Inter-rater reliability is assessed through overlap scoring: when two reviewers evaluate the same clip, what percentage of their frame-level scores agree within 1 point? Current inter-rater reliability on Logic Score dimensions averages 78%, with highest agreement on temporal coherence (89%) and lowest on causal consistency (71%).
Rubric Versioning and Evolution
The rubric should be versioned because model capabilities change quickly. A score from one generation of models should not be compared to scores from another generation without recording the evaluator version. We maintain a public changelog documenting rubric modifications and their rationale.
The current draft (v0.3) is optimized for research notes and public case studies rather than formal academic benchmarking. Future versions will include: expanded dimension definitions, automated scoring tools, calibration datasets for training evaluators, and statistical methods for aggregating scores across multiple reviewers.

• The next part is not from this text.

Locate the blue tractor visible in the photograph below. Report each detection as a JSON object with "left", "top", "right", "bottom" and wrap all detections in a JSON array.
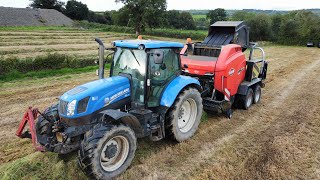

We invite community contributions to the rubric evolution. Researchers using Logic Score in their work are encouraged to report edge cases, suggest new dimensions, and share calibration data that can improve inter-rater reliability.
Application Guidelines
Logic Score is most informative when applied to clips that explicitly test reasoning capabilities: multi-step processes, causal chains, symbolic manipulation, and instruction following. It is less informative for purely aesthetic or atmospheric video where logical consistency is not the primary concern.
When reporting Logic Scores, include the version number, the number of reviewers, and the specific dimensions that contributed most to the score. A composite score alone provides limited information; the dimension breakdown reveals the model's specific strengths and weaknesses.